In other words, the value obtained by estimating the load torque with the first-order delay becomes the load torque estimated value ∧τ _L. Here, the principle of the low inertia control of FIG. 20 will be described. When FIG. 20 is modified, FIG. 21 is obtained. Assuming that the load torque estimation and the input torque estimation are very fast in FIG. 21, the motor acceleration / deceleration torque τ _AC is expressed by the following equation.

[0051]

[Equation 14]

Assuming that T _ML = T _ML * in the above equation (19), the relationship from this torque τ _AC to the motor angular velocity ω _M is the following equation (20), and the inertia of the motor is apparently T _m * Becomes

[0053]

(Equation 15)

From the above, if the speed of load torque estimation can be increased, the low inertia control can be performed according to FIG.
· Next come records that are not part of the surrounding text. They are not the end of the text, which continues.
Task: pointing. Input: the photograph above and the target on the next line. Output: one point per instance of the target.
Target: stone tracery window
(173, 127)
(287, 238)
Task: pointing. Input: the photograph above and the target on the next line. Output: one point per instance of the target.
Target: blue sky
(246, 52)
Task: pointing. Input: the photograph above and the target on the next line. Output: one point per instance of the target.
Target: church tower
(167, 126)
Next, the resonance ratio control shown in References A and B will be described. FIG. 22 is a block diagram of the two-inertia system when R _m = 0 is approximated in FIG. 22, the reference numerals are the same as those in FIG. Here, the axial torque observer of FIG. 18 is configured using the motor generated torque τ _M and the angular velocity ω _M of the motor, and the estimated axial torque value ∧τ _S is multiplied by (1-K) to perform feedforward compensation. The configuration diagram at that time is shown in FIG. As the shaft torque estimate in FIG. 23 can be estimated at high speed, so that the shaft torque estimated value ∧Tau _S assumed ≒ tau _S and 24. FIG.
FIG. 25 is obtained by deriving the block diagram of the resonance ratio control shown in Reference B by modifying the above. From FIG. 25, when the resonance ratio control is performed, the motor inertia is apparently (1 / K).
Further, in the compensation circuit of FIG. 24, (1 / K) appears after τ _i ′, so it is necessary to multiply the torque command by K times. Here, the relationship between the resonance ratios R and K is obtained from the references A and B as the following equation.
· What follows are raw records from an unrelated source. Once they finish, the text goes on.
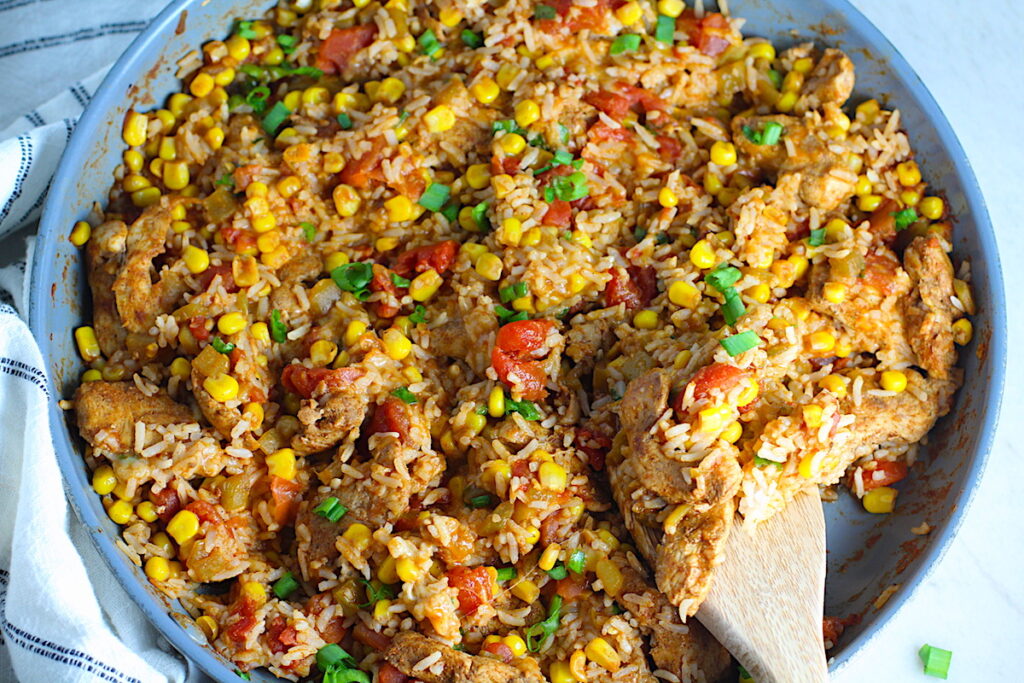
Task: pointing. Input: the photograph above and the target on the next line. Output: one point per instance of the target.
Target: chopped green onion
(428, 43)
(470, 39)
(578, 561)
(353, 278)
(625, 43)
(275, 117)
(723, 276)
(936, 660)
(246, 31)
(419, 314)
(332, 656)
(220, 345)
(558, 571)
(435, 197)
(506, 573)
(545, 12)
(331, 509)
(665, 30)
(733, 307)
(279, 331)
(404, 394)
(285, 586)
(736, 344)
(904, 218)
K = T _M (R ² −1) / _{TL L} (21) R: From Reference A, R ² = 5 is the optimum value for vibration suppression From the above-described low inertia control and resonance ratio control When the following replacement is performed, the inertia reduction control becomes exactly the same as the resonance ratio control. That is, by performing the following substitutions (1) to (3), it becomes equivalent to the block diagram of Reference B before SFC insertion.
(1) Although the low inertia control shown in FIG. 20 is treated as a single inertia system, the dynamometer DY1 and the dynamometer D are used.
Divided into Y2 and handled as a two-inertia system. (Handle as T _ML → T _M ) and (2) T _ML * → T _M * shown in FIG. (3) _Let T _ML * / T _m = K shown in FIG.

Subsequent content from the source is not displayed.